The primary advantage of fixed-chunk deduplication is lower CPU overhead. Fixed-chunk systems don't have to spend any CPU cycles examining data and determining where the chunk borders should be. They just break data up into chunks like any other file system. In fact, some primary storage deduplication, like NetApp's, uses just the underlying file system's chunks for its foundation.
Lower overhead also means lower latency; computing where to put the chunk boundaries takes some time. While vendors have done their best to reduce this additional latency, and will claim it's not noticeable, it exists and might be a problem for primary storage deduplication systems.
Backup applications are a simple lot. In their heart of hearts they just want to be sending a stream of data to a tape drive somewhere. Since they're making large sequential write requests to a small number of large files, a few milliseconds of latency per request won't have a big impact. For conventional backup applications like NetBackup or Networker, throughput is all important, and latency less so.

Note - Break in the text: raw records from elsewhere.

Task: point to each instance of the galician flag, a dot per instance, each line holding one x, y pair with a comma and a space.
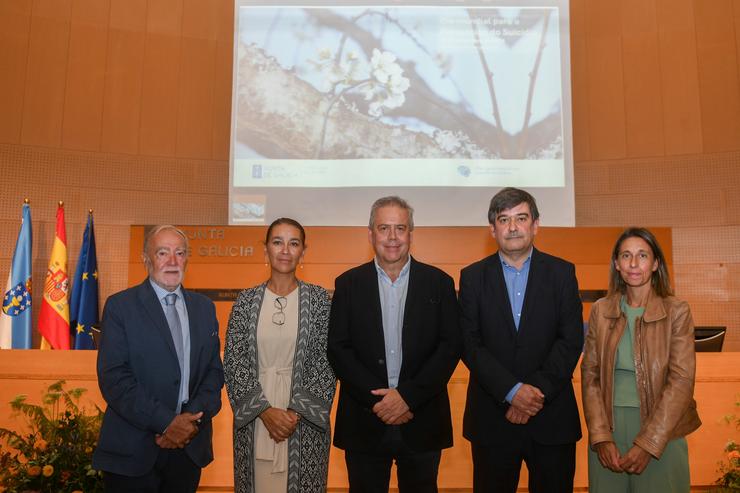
84, 303
15, 319
54, 315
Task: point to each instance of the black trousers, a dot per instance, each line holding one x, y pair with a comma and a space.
551, 467
371, 472
173, 472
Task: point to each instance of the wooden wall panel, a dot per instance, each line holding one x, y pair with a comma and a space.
161, 76
123, 77
195, 106
160, 95
716, 47
43, 107
642, 76
223, 80
83, 99
736, 12
15, 26
679, 77
607, 134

Primary storage applications, even simple ones like hosting users' home folders, are much more latency-sensitive. In addition, rather than writing to a small number of very large files like backup applications do, primary storage environments have millions of files of all sizes. Since each file begins on a fresh data chunk, an insertion or other change that could throw off the chunk alignment will only affect one file's worth of data. Every new file will realign the process.